As we continue to fight the current covid pandemic caused by the SARS-CoV-2 virus, it’s not too early to begin thinking about the next pandemic. I’ve been mulling this over for a while, and I was prompted to write this post by a twitter thread from Michael Baym.
Michael wrote about some work that he and Kaylee Mueller started, early in the pandemic, to develop a rapid colorimetric assay for covid. They decided to curtail their work, however, when the personal risk of continuing to work in the lab seemed too great. But Michael is now wisely looking ahead, thinking about what science can do to respond even more quickly to the next pandemic.
Last February, as most of the world was just waking up to the threat posed by covid, I wrote a post with words of wisdom for pandemic preparedness. The words were written by a former Secretary of the US Department of Health and Human Services, Michael O. Leavitt, in 2007, who at that time was especially concerned about the potential for an influenza pandemic. He said: “Everything we do before a pandemic will seem alarmist. Everything we do after a pandemic will seem inadequate. This is the dilemma we face, but it should not stop us from doing what we can to prepare.”
So congratulations, and thanks, to Michael and all the others who are looking ahead. But really, all of us need to look and think ahead, using our hearts as well as our minds.
Almost exactly a year ago, I was very worried about how hard this country would be hit by the pandemic. I wrote: “I think it is entirely possible, maybe even likely, that Europe will get hit harder by the coronavirus than China has been hit, and the US may get hit even harder than Europe.”

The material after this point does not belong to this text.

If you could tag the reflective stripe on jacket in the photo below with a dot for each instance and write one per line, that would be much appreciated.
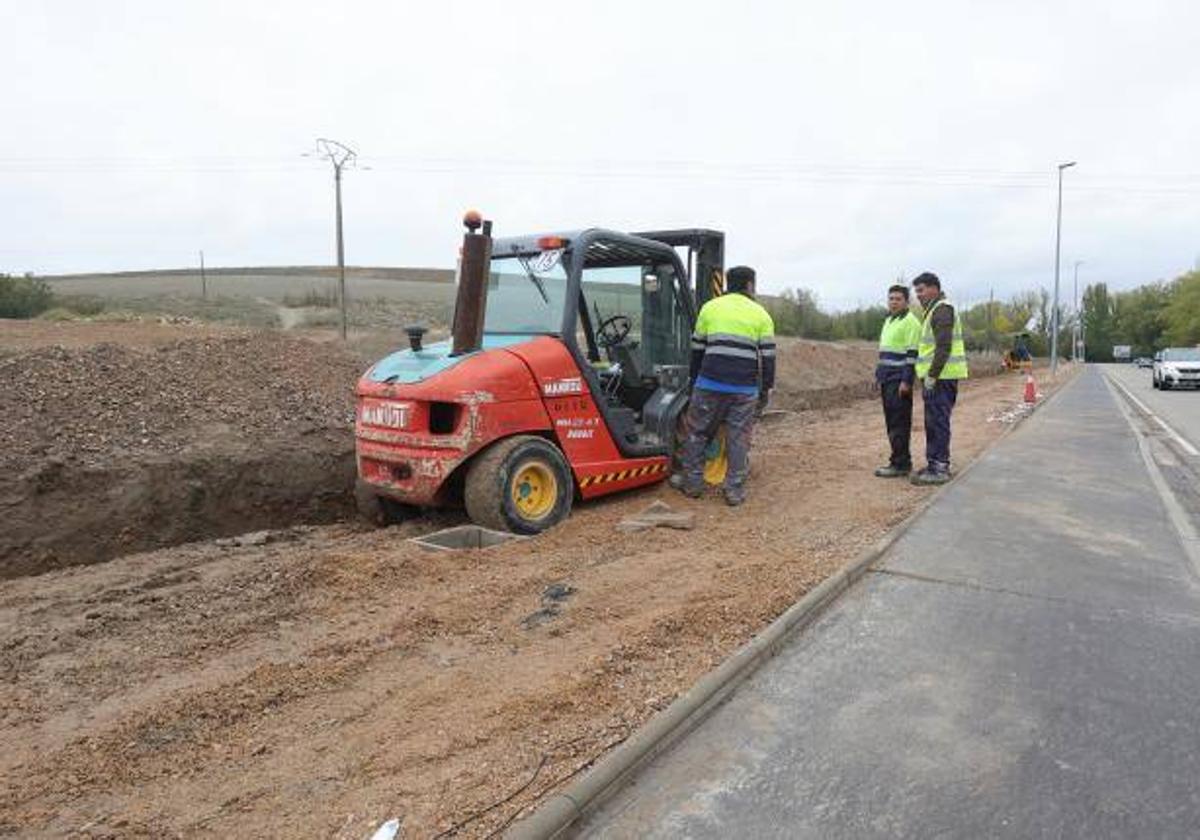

I suggested that a number of epidemiological and sociopolitical issues would contribute to the United States being especially hard hit by the pandemic. Among the former, “China’s outbreak started from a single point source in Wuhan … The US, meanwhile, has gotten many independent seeds both from China and from Europe … hundreds or even thousands of smoldering embers at first, most growing unseen and uncontained …” Among the latter, “here in the US, we have deep social divisions, widespread skepticism of expertise (often fed by those divisions), an extremely complex political landscape with federal, state, & municipal layers of government … and many independent-minded people who are inclined to disregard advice and instructions—a wonderful attitude some of the time, but an exceptionally dangerous attitude during a pandemic.”
My worries about the next pandemic have been leaning to the problems of social division and disregard for evidence. As terrible as this pandemic has been, the next one could be worse … even much worse. How will people react if the next pandemic is 10 times more deadly than covid? What if the next outbreak causes disproportionate mortality in kids or young adults? Would the (mostly) right-wing denialists still refuse masks? Would anti-vaxxers (on the left & right) still oppose vaccination?
So, Michael Baym is right to be thinking ahead, as was Michael O. Leavitt. As a nation, we need to commit resources to support science (including the basic sciences that lead to breakthroughs in medicine) as well as our often neglected public-health system. But we also need to find ways to come together as people, to overcome the sometimes willful ignorance, and to discuss things in a meaningful, non-conspiratorial way.
Science and public-health workers can only do so much. The rest is up to all of us to protect ourselves, our families, and our communities from covid … and from the next pandemic … and from ourselves.
One response to “The Next Time”
Carl Zimmer spelt out the risk of this kind of pandemic in A Planet of Viruses, 2nd edition, 2014. The United Kingdom carried out at pandemic preparedness exercise in 2016, and then paid no attention to the results which showed disastrous underpreparedness. And of course, there was Spanish Flu as precedent, to say nothing of Ebola and SARS-1
I fear that the lesson of the past is that the lesson of the past is not learned.